Steve Levitt is impressed with Barack Obama’s book The Audacity of Hope, and notes that though he does not agree with all of his political views, Obama may very well be a future president. I don’t know much about Obama,and haven’t read his book, but I was disappointed to see him jump aboard the Wal-Mart bashing train at a recent event (HT: Greg Mankiw) with this gem of economic logic:
“Wal-Mart is making a large profit and they don’t have foreign competition. What they are doing though is driving wages down significantly for not only workers at Wal-Mart, they’re also driving down wages for competitors.”

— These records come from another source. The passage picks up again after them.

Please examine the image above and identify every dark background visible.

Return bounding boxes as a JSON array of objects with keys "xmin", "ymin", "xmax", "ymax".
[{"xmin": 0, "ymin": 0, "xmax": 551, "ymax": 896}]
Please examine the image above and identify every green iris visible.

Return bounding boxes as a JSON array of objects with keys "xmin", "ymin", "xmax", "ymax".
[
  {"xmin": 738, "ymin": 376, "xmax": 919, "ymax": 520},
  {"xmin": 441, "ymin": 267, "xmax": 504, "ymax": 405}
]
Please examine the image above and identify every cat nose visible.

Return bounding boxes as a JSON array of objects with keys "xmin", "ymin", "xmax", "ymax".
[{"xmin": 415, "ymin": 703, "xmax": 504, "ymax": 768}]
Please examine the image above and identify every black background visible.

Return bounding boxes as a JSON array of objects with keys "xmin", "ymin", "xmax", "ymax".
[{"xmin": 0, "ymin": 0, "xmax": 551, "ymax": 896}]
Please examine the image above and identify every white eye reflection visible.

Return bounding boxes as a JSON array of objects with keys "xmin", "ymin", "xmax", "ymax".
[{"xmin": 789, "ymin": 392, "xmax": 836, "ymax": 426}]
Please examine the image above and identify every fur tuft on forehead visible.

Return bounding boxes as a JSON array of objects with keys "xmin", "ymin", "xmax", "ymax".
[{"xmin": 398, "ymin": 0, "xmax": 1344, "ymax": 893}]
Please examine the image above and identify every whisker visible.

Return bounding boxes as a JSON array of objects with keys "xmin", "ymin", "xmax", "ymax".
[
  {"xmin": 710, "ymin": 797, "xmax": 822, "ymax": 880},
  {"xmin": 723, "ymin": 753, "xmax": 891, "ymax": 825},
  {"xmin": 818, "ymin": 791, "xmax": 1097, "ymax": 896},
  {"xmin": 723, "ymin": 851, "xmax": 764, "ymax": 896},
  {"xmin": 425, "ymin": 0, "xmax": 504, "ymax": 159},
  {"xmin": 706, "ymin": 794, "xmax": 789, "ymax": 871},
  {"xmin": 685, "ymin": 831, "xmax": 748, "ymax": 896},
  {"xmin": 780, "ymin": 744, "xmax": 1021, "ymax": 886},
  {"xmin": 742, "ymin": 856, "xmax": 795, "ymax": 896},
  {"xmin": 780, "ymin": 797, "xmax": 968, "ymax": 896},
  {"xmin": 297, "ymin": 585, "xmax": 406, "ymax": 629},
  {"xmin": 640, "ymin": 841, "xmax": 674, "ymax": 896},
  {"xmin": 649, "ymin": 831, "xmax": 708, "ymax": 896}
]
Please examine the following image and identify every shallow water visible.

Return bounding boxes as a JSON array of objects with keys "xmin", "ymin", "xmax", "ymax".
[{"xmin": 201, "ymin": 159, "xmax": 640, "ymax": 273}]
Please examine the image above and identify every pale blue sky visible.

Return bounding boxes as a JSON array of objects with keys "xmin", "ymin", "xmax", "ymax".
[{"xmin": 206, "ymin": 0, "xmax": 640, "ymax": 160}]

This analysis smacks of an assertion that Wal-Mart’s failure to pay higher wages is a function of a simple refusal to pay what they can afford. And that the wages indicate the presence of monopoly rents. Nonsense. Of course they can afford to pay more, just like I can afford to pay $100 for my morning coffee rather than the posted price or George Mason could choose to make me the highest paid professor in all of the land. I haven’t and neither has GMU, but the inferential leap to monopoly rents here is a long one and should be taken with extreme caution. The implication of this statement is that Wal-Mart is earning supra-competitive profits in the retail industry, and it could use these profits to pay out higher wages. Repeat with me: the retail industry is competitive, faces low economic barriers to entry (spare me the Stigler v. Bain debate for the moment), and has exhibited consistently low average profit margins over time.
Of course, if it were not, Wal-mart’s hypothetical (and dubious) strategy to earn monopoly rents through reducing labor costs would be easily undone by rival seizing a profitable entry opportunity to compete with Wal-Mart on price and increase wages! The other argument could be that Wal-Mart is refusing to increase prices and generate revenues which could be applied to increased wages. Nonsense again. This implies that Wal-Mart would be better off by increasing prices but refuses to do so, i.e. our daunting monopolist is not maximizing profits. And let me preempt Elizabeth’s question (see, e.g. the comments to this post on Wal-Mart’s drug plan) … No, this is not a claim about predatory pricing, i.e. low prices now associated with losses recouped by monopoly profits later. Rather, this is a claim that the monopolist’s profit-maximizing strategy is to offer low prices in order to not be able to afford higher wages.
Obama may be charismatic, and a great writer, and may well become the next POTUS, but if this quote represents his sense of economics (it may not, it is just one excerpt) and specifically, of competition and Wal-Mart, I’m not impressed.